Format: Gebundene Ausgabe
Die Autorin Josefa vom Jaaga hat mit 'Das Herzogsgut' einen hervorragenden und glaubwürdigen Roman abgeliefert.
Jede Handlung, jede Umgebungsbeschreibung ist absolut gelungen und sehr gut recherchiert. Historische Ungereimtheiten sind mir nicht aufgefallen.
Die Geschichte selber ist teilweise ein wenig zu oberflächlich. Zeitgleich bleibt aber das Ende bis zum Schluss ungeahnt.

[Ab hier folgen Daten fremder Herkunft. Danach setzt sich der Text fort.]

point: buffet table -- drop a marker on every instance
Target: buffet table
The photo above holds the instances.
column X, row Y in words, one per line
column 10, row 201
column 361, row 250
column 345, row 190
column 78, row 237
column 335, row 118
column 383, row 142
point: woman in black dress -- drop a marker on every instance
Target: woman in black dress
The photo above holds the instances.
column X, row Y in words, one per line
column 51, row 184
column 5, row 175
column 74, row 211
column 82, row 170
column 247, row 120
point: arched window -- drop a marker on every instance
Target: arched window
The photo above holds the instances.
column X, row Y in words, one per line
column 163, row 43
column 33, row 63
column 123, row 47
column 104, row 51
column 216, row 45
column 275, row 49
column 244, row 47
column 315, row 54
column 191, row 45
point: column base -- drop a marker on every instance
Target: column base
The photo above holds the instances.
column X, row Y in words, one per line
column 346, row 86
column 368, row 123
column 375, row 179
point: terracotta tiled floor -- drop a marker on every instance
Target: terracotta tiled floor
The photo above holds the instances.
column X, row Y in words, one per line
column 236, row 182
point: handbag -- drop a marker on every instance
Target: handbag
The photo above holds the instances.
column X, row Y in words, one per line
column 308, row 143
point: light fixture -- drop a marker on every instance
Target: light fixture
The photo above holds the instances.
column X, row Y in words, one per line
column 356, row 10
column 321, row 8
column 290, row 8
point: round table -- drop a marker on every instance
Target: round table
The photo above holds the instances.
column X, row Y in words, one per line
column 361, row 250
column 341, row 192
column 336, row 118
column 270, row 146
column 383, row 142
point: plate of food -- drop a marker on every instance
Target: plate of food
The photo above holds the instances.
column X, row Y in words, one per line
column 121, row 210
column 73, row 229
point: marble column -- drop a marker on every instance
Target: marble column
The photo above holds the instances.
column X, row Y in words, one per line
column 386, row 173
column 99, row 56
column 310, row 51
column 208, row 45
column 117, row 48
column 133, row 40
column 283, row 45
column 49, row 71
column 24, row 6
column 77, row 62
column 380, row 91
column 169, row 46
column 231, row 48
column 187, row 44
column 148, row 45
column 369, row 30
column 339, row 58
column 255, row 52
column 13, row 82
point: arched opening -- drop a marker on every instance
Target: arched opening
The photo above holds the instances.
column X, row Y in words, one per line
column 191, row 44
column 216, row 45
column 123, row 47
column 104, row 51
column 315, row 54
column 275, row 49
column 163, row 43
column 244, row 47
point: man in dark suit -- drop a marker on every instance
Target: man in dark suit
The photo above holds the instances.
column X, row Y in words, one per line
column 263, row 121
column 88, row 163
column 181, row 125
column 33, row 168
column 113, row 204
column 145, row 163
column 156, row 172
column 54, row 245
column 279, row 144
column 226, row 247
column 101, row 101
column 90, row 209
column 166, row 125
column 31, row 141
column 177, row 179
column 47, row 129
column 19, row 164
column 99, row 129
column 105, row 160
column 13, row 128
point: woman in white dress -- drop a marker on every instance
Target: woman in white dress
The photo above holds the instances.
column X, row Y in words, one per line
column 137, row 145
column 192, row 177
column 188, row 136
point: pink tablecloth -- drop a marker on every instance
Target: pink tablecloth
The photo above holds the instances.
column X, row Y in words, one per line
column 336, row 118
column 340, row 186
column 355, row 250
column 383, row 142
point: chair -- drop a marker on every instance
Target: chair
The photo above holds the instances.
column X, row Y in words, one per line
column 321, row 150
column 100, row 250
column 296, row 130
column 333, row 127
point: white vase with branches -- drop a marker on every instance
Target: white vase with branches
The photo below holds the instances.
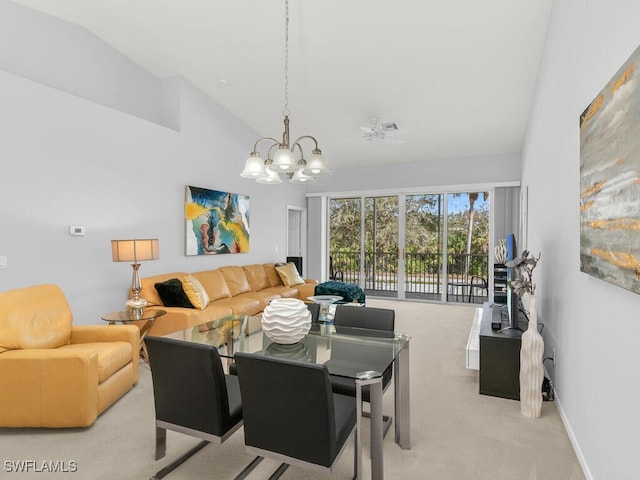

An manchen Stellen hätte ich mir ein wenig mehr Spannung gewünscht, auch wenn das Buch mich dennoch zu fesseln vermochte.
Der Schreibstil und die Wortwahl passt zum historischen Roman wie die sprichwörtliche Faust auf's Auge. Allerdings gehe ich davon aus, dass so manch interessierter LeserIn mindestens anfänglich Schwierigkeiten damit haben könnten.
Ein großes Lob muss ich Josefa vom Jaaga für die ausführlichen Zusatzinformationen wie Glossar, Zeittafel und Ortbeschreibungen aussprechen. Bedingt dadurch hat wirklich jeder die Möglichkeit der Geschichte folgen zu können, auch wenn die alten Ortsbezeichnungen etc. ansonsten schwer zu verstehen sein könnten.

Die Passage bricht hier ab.